Mit einer Straßenbahnlinie will die Senatsverkehrsverwaltung den Bewohnern des Märkischen Viertels den Abschied vom U -Bahn-Traum versüßen. Die Verkehrsplaner von SPD-Senator Wagner denken daran, die Ostberliner Linie 22 von Rosenthal durchs „MV“ bis zum S-Bahnhof Wittenau-Nord zu verlängern. Damit erledige sich der umstrittene Plan vollends, die U -Bahnlinie 8 über den bisher vorgesehenen Endbahnhof Wittenau-Nord hinaus in die Trabantenstadt weiterzuführen.

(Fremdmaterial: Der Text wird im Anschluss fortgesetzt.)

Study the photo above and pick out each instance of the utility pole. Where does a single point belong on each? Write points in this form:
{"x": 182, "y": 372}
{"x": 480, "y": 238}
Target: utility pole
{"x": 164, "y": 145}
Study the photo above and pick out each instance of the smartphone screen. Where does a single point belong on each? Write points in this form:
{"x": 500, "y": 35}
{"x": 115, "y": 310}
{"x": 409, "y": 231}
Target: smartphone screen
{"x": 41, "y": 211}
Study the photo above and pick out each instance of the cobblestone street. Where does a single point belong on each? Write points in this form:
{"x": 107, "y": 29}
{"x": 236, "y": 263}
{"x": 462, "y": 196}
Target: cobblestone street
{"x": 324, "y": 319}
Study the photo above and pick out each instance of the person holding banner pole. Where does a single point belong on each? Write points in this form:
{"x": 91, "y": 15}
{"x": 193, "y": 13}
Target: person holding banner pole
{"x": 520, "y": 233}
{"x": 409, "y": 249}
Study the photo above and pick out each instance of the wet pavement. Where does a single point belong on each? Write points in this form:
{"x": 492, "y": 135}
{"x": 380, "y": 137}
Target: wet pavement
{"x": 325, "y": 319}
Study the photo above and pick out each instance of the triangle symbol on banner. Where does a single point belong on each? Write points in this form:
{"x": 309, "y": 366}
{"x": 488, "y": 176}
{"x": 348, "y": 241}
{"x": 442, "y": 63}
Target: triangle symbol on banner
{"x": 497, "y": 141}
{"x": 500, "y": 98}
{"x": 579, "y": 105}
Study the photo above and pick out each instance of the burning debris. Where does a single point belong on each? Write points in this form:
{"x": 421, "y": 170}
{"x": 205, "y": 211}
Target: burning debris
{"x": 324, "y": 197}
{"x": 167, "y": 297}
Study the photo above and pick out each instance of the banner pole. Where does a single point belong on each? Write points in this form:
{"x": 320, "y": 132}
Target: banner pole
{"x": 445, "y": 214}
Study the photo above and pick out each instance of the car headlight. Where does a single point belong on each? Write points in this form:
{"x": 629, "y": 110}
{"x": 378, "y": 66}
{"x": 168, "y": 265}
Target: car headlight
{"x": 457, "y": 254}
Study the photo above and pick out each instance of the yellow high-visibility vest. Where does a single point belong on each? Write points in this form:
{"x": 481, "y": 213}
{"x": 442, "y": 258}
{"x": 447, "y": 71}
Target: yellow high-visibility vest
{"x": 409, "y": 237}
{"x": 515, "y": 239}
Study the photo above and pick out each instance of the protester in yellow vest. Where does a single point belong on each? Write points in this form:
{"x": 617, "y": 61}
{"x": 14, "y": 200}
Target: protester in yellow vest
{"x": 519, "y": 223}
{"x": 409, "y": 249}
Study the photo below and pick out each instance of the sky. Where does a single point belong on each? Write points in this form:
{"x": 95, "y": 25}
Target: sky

Noch stellt sich Wagners SPD-Genosse, Bausenator Wolfgang Nagel, quer. In einem Brief an Wagner forderte er jetzt erneut, die U-8-Verlängerung in die Senatsvorlage aufzunehmen, in der Wagner seinen Terminplan für den Schnellbahnausbau der nächsten Jahre aufgelistet hat. Der U -8-Verlängerung gibt der Verkehrssenator hier für die nächsten zehn Jahre keine Chance. In diesem Jahrtausend stehen lediglich zwei Untergrundlinien auf der Prioritätenliste: Die U-Bahnstrecke von Steglitz nach Lankwitz und ein „Stummel“, der den S-Bahnhof Hermannstraße mit dem U-Bahnhof Leinestraße verbindet. Das knappe Geld soll im übrigen für den Ausbau der S-Bahn benutzt werden angesichts der offenen Grenzen ein dringendes Vorhaben, meinen Wagners Verkehrsplaner.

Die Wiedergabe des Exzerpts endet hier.